Adrian Mowl - Harbour Brasserie

  • Resumen

  • Shopping List:

    • Cuttlefish 500g
    • Raw tiger prawns 8
    • White crab meat 100g
    • Fresh mussels 200g
    • Cod’s cheeks 2
    • 1 onion
    • 1 carrot
    • Half leek
    • Quarter of chilli 25grams
    • fresh ginger
    • 3 garlic cloves
    • Pinch of saffron
    • 3 star anise
    • Bay leaves
    • Sweet smoked paprika 250g
    • risotto rice
    • 2pints fish stock
    • 1kg fish bones and shells
    • Kombo 10 dill stalks
    • 100 ml cream
    • 50g grated
    • Parmesan
    • Fresh chopped chives 50g
    • sweet corn optional
    • Cherry Tomatoes 8 optional ​

    Method:

    For the fish stock add 2 and half pints water into a pan, add bones, star anise, dill, half onion, bay leaves, prawn shells, chopped leek and celery.

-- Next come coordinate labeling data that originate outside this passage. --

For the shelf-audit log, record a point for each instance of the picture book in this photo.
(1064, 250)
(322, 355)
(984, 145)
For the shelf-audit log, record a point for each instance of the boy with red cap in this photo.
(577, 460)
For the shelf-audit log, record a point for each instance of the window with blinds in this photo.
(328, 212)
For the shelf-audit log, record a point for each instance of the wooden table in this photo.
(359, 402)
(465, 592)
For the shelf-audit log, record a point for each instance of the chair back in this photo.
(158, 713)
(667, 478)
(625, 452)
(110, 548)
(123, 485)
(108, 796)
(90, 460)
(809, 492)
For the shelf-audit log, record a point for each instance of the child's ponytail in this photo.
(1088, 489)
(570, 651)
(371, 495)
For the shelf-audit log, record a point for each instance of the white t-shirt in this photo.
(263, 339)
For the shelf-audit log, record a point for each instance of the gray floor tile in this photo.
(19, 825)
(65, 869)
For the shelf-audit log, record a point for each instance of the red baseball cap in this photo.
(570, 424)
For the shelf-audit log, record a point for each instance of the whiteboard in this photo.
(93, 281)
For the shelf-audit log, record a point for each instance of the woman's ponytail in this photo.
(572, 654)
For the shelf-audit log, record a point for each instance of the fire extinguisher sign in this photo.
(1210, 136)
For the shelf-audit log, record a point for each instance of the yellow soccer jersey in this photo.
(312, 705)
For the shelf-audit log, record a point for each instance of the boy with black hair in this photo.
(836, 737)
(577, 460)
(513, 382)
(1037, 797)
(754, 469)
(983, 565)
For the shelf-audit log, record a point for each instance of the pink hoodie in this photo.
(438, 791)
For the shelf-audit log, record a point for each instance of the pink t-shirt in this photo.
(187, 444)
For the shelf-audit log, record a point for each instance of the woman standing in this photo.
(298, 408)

Cook for a hour on slow simmer. Add mussels on top cook until they open, take them out and save mussel meat. Leave aside to rest then strain into new pan keep hot. Slice cuttlefish into small pieces and cook with smoked paprika, prawn heads and splash of olive oil. Put a lid over the pan and allow it to cook in its own juices for 40 mins. Once done, set aside. ​ To make risotto cook diced onion, leek, garlic, ginger, celery in oil and butter for 10 mins with lid on low heat. Add cuttlefish mix then add rice then slowly add a ladle of stock and continue to mix non stop for twenty minutes, adding a ladle at a time until it's all absorbed. Add prawns 10 mins into the process, after around 15 minutes add cod cheeks, cook for further 15 minutes and then add picked mussels. Add the crab, parmesan and cream. To finish throw on the chopped chives, roasted sweet corn and blistered cherry tomatoes. Serve into warm bowl - the consistency should be like wet porridge.